Being down 0-2 to the Tigers would have been crippling for the Red Sox with the series shifting back to Detroit and Justin Verlander -- fresh off his ALDS Game 5 gem -- taking the hill.

Photo by Keith Allision, used under creative commons license.


But the Red Sox somehow found a way to earn a come-from-behind victory in Game 2.

The rally in the eighth started with a Will Middlebrooks double. John Farrell had been on the fence about whether his young third baseman would get the start in Game 2, but obviously the decision to play him worked out.

Jacoby Ellsbury followed with a walk, and then Dustin Pedroia singled to right. Red Sox third base coach Brian Butterfield held Middlebrooks at third with two outs. That run really would not have made a difference, and with David Ortiz stepping to the plate, Butterfield could not risk running into an out.

The Tigers countered with Joaquin Benoit, who actually has not been too effective coming out of the bullpen this postseason.

So let’s put this in perspective. Normally in the postseason, it’s the unsung heroes who help guide a team to victory. Sure, the star players are expected to step up and sometimes they do, but usually whatever team gets the timely contributions from its role players will be in better shape.

However, Big Papi could care less about that theory.

There’s another theory that usually the first pitch from a reliever coming out of the bullpen is the best pitch to hit. Still, though, there’s also a theory that you have to let a reliever at least throw one pitch, especially in a bases-loaded, two-out, pressure-packed situation.

Ortiz obviously subscribes to the first of those two theories. He launched Benoit’s first pitch, a changeup, just over the outstretched glove of a leaping Torii Hunter for a game-tying grand slam.

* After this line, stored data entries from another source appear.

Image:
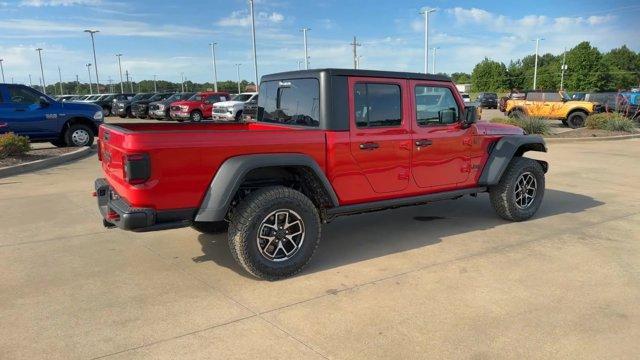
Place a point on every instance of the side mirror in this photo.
(470, 115)
(43, 101)
(447, 116)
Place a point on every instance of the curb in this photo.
(44, 163)
(587, 139)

Now that is clutch.

That bomb set the stage from Jarrod Saltalamacchia -- one of the team’s role players -- to get the game-winning hit the following inning.

It’s amazing how one swing can change the entire momentum of a series. Imagine being on the Tigers and seeing your team up 5-1 with two outs in the eighth. Just get that final out, and you’d be three outs away from going up 2-0 in the series, heading back home and having your ace on the hill.

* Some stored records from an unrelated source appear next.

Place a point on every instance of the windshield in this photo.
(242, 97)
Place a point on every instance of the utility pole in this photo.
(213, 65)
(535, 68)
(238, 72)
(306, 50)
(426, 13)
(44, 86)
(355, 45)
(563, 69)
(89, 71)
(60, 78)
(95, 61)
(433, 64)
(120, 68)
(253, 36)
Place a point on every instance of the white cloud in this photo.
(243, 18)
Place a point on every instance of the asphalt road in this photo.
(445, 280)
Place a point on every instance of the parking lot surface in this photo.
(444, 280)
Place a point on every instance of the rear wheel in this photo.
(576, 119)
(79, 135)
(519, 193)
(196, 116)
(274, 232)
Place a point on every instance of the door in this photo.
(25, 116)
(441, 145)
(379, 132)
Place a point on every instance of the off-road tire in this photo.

Boston’s offense had been anemic for basically all but two innings through the first two games, but all of a sudden, the team is back believing in itself that no deficit to is too big to overcome.

It’s a scary thought when a team earns that sort of passionate victory. It almost doesn’t matter that Verlander is starting Tuesday. All that matters is that the Red Sox have come out of nowhere before to get a win, which proves they can do it again.

When the members of a team believe that, it’s difficult to stop them.

So we’re tied 1-1 after two with the series shifting back to Detroit. My prediction of a seven-game series -- with Boston advancing to the World Series -- is still looking pretty good.